REPUBLIKA.CO.ID, JAKARTA -- Komisi Pemberantasan Korupsi (KPK) telah menerima uang sekitar Rp 700 juta yang dikembalikan Partai Golkar terkait kasus dugaan suap proyek PLTU Riau-1. Uang yang dikembalikan seorang pengurus Partai Golkar beberapa hari lalu itu, kemudian disita penyidik dan masuk dalam berkas perkara dugaan suap yang menjerat mantan sekjen Partai Golkar Idrus Marham, serta mantan wakil ketua Komisi VII DPR dari Fraksi Golkar Eni Maulani Saragih.
Pengembalian uang ini semakin membuktikan pernyataan Eni yang menyebut adanya aliran dana dari suap proyek PLTU Riau-1 ke Munaslub Partai Golkar. Eni sebelumnya menyebut terdapat uang Rp 2 miliar yang mengalir dari proyek tersebut untuk kepentingan Partai Golkar. Meski nilainya lebih kecil ketimbang pernyataan Eni, KPK menghargai sikap koperatif yang ditunjukkan Golkar ini.
"Memang ada pengembalian dari salah satu pengurus Partai Golkar sekitar Rp 700 juta. Sejauh ini yang diakui sebagai bagian dari uang suap PLTU Riau 1. Dan kami sita sebagai bagian dari berkas perkara yang sedang diproses saat ini. Yang sedang berjalan dua orang. Di tahap penyidikan yaitu EMS dan IM. Sedangkan JBK sudah dilakukan pelimpahan," ujar Kabiro Humas KPK Febri Diansyah, Kamis (13/9).
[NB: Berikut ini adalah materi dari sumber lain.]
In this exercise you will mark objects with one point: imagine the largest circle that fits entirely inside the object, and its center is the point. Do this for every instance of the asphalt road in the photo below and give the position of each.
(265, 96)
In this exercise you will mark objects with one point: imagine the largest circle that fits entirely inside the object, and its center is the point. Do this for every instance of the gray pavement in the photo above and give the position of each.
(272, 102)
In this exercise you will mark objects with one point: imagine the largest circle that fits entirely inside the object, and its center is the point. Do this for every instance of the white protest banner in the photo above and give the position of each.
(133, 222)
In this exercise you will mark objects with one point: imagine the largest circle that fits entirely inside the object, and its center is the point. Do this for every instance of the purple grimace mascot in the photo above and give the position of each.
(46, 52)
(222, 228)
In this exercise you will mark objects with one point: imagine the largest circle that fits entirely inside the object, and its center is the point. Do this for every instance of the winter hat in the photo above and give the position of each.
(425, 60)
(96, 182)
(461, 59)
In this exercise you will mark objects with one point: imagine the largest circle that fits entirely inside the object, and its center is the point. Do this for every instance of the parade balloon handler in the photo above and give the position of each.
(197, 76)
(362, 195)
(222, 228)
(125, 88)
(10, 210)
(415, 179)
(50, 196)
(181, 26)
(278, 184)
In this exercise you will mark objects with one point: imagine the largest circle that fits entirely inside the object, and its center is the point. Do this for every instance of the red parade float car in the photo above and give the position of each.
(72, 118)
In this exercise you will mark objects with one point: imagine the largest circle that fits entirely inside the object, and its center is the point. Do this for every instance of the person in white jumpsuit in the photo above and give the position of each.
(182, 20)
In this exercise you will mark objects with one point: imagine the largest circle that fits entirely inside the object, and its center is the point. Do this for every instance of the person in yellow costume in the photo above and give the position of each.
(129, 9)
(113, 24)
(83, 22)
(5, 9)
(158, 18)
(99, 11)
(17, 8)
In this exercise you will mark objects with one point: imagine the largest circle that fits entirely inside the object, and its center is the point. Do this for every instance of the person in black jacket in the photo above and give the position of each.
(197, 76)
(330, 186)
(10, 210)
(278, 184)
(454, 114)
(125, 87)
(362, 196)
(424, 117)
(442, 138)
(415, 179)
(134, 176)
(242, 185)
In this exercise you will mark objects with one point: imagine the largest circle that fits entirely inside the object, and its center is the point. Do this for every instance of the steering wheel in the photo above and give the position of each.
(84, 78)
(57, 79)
Febri juga mengimbau kepada semua pihak jika pernah menerima aliran dana PLTU Riau 1 agar segera mengembalikan ke KPK. "Kalau ada pihak lain yang diduga menerima aliran dana PLTU Riau-1 akan lebih baik dikembalikan pada KPK karena hal tersebut akan berkomtribusi pada penanganan perkara," ucap Febri.
Dengan bukti yang semakin kuat ini, KPK bakal terus menelusuri aliran dana dari proyek senilai 900 juta dolar AS tersebut. Hal ini mengingat nilai suap yang sudah diterima Eni dari Kotjo mencapai Rp 4,8 miliar.
Dalam kasus ini, KPK menetapkan tiga orang tersangka. Yaitu, Wakil Ketua Komisi VII Eni Maulani Saragih, bos Blackgold Natural Resources Limited Johannes Budisutrisno Kotjo dan teranyar Idrus Marham.
Diduga saat menjabat sebagai Plt Ketua Umum Partai Golkar periode November sampai dengan Desember 2017 dan Menteri Sosial, Idrus diduga mengetahui dan memiliki andiI terkait dengan penerimaan uang oleh Eni dari Johannes. Diketahui, sekitar November Desember 2017 diduga Eni menerima Rp 4 miliar. Lalu, sekitar bulan Maret dan Juni 2018 diduga Eni menerima sekitar Rp 2,25 miliar lagi.
Idrus juga diduga berperan mendorong agar proses penandatanganan Purchase Power Agreement (PPM/jual beli dalam proyek pembangunan) PLTU mulut tambang Riau 1. Selain itu, Idrus juga diduga telah menerima janji untuk mendapatkan bagian yang sama besar dari jatah Eni sebesar 1,5 juta dolar AS yang dijanjikan Johannes apabila PPA Proyek PLTU Riau 1 berhasil dllaksanakan oleh Johannes dan kawan-kawan.
Dalam penyidikan perkara awal yang sudah dilakukan sejak 14 Juli 2018 hingga hari ini sekurangnya penyidik telah memeriksa 28 orang saksi. Atas perbuatannya, Idrus disangkakan melanggar Pasal 12 huruf a atau Pasal 12 huruf b atau Pasal 11 Undang-Undang Nomor 31 Tahun 1999 sebagaimana telah diubah dengan UndangUndang Nomor 20 Tahun 2001 tentang Pemberantasan Tindak Pidana Korupsi Juncta Pasal 55 ayat (1) ke-1 KUHP atau Pasal 56 ke-2 KUHPJuncto Pasal 64 ayat (1) KUHP.